Savory Bulgogi and Potato Stew
Savory Bulgogi and Potato Stew
Bulgogi Potato Stew: A Delicious Soy Sauce Braised Dish with Beef Bulgogi, Potatoes, and Glass Noodles
Introducing a delightful braised side dish combining tender beef bulgogi, soft potatoes, and chewy glass noodles. This easy-to-make recipe features a perfectly balanced sweet and savory soy sauce-based seasoning that makes it incredibly addictive with rice!
Main Ingredients- 300g Beef (for bulgogi cut)
- 600g Small Potatoes (about 6)
- 1 Carrot
- 1 Onion
- 15 Korean Green Chili Peppers (Kkwari Gochu)
- 150g Glass Noodles
- 400ml Water
- 1 Tbsp Cooking Oil
- 1 Tbsp Toasted Sesame Seeds
Braising Sauce- 2 Tbsp Sugar
- 4 Tbsp Soy Sauce (for soup/braising)
- 1 Tbsp Soy Sauce (for soup/flavor)
- 4 Tbsp Cooking Wine (Mirin)
- 1 Tbsp Anchovy Sauce (or Fish Sauce)
- 2 Tbsp Minced Garlic
- 0.5 Tbsp Ginger Powder (or a little ginger juice)
- 1 Tbsp Sesame Oil
- 3 Pinches Black Pepper
- 2 Tbsp Sugar
- 4 Tbsp Soy Sauce (for soup/braising)
- 1 Tbsp Soy Sauce (for soup/flavor)
- 4 Tbsp Cooking Wine (Mirin)
- 1 Tbsp Anchovy Sauce (or Fish Sauce)
- 2 Tbsp Minced Garlic
- 0.5 Tbsp Ginger Powder (or a little ginger juice)
- 1 Tbsp Sesame Oil
- 3 Pinches Black Pepper
Cooking Instructions
Step 1
First, soak 150g of glass noodles in plenty of cold water for about 30 minutes until softened. Soaking them beforehand ensures they cook evenly and become tender.
Step 2
Peel the potatoes and carrot, and remove the skin from the onion. Wash all the vegetables thoroughly under running water.
Step 3
Cut the prepared potatoes, carrot, and onion into bite-sized pieces. Aim for similar sizes so they cook at the same rate.
Step 4
To make the delicious braising sauce, combine sugar, soy sauce (both types), cooking wine, anchovy sauce, minced garlic, ginger powder, sesame oil, and black pepper in a bowl. Mix well until the sugar is dissolved.
Step 5
Place the beef slices on paper towels and gently press to remove any excess blood. This step helps reduce any gamey smell and allows the marinade to penetrate better.
Step 6
Cut the beef, after draining the blood, into bite-sized pieces, matching the size of the prepared vegetables.
Step 7
Heat 1 tablespoon of cooking oil in a pan over medium-high heat.
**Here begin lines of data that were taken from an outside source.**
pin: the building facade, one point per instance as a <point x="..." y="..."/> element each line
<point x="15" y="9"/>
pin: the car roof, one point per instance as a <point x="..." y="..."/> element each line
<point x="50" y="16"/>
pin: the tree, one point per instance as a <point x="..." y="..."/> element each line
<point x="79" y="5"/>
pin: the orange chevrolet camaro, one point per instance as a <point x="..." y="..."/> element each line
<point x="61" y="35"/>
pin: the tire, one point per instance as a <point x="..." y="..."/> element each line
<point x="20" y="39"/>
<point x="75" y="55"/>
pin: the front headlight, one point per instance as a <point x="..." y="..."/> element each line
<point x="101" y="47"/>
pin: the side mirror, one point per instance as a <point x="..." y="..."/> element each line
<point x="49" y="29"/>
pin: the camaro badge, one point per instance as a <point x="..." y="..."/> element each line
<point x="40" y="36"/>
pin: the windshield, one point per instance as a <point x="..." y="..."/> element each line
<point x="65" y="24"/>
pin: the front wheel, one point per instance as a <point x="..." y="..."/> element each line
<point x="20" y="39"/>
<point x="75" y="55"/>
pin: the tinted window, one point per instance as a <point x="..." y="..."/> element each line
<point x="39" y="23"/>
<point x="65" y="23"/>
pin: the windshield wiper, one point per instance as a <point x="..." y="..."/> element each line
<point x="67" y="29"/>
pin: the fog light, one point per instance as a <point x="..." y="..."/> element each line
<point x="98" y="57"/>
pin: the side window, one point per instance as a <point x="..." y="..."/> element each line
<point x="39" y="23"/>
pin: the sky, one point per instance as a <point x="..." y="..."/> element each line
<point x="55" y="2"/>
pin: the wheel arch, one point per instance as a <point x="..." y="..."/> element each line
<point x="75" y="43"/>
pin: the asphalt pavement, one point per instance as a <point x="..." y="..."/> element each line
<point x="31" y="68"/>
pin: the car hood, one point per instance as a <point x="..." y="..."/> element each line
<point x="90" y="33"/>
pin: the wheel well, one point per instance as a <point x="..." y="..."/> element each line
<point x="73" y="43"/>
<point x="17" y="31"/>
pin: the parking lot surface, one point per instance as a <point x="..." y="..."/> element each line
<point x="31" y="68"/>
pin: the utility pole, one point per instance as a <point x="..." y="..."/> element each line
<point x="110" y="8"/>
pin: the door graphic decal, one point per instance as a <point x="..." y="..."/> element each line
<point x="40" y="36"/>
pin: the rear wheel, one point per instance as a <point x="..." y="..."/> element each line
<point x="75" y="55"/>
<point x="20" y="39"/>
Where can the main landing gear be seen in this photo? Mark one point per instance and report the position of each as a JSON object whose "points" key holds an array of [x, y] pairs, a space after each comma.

Add the beef and stir-fry until it’s about half-cooked, or until the outer surfaces turn white. Avoid overcooking at this stage.
Step 8
When the beef is about halfway cooked, add the chopped potatoes and carrot to the pan. Continue to stir-fry for about 1-2 minutes, allowing the vegetables to get lightly coated with oil.
Step 9
Once the potatoes and carrot are beginning to soften slightly, pour in the prepared braising sauce and 400ml of water into the pot.
Step 10
Bring the mixture to a boil over high heat. Cover the pot and let it simmer until the sauce has reduced by about half. Stir occasionally to prevent sticking to the bottom.
Step 11
Once the sauce has reduced, lower the heat to medium. Add the sliced onion and the pre-soaked glass noodles. Continue to simmer until the glass noodles are tender and have absorbed the flavors. They will soak up the delicious sauce!
Step 12
When the sauce has reduced to about two-thirds of its original volume, add the whole Korean green chili peppers. Cook just until they are slightly tender – they can become mushy if overcooked.
Step 13
Gently stir everything together and simmer for a little longer until all the ingredients, including the bulgogi, potatoes, glass noodles, and chili peppers, are tender and well-coated with the sauce.
Step 14
Transfer the finished Bulgogi and Potato Stew to a serving dish. Sprinkle 1 tablespoon of toasted sesame seeds over the top for a final touch of flavor and aroma. Enjoy this delicious dish with a bowl of hot rice!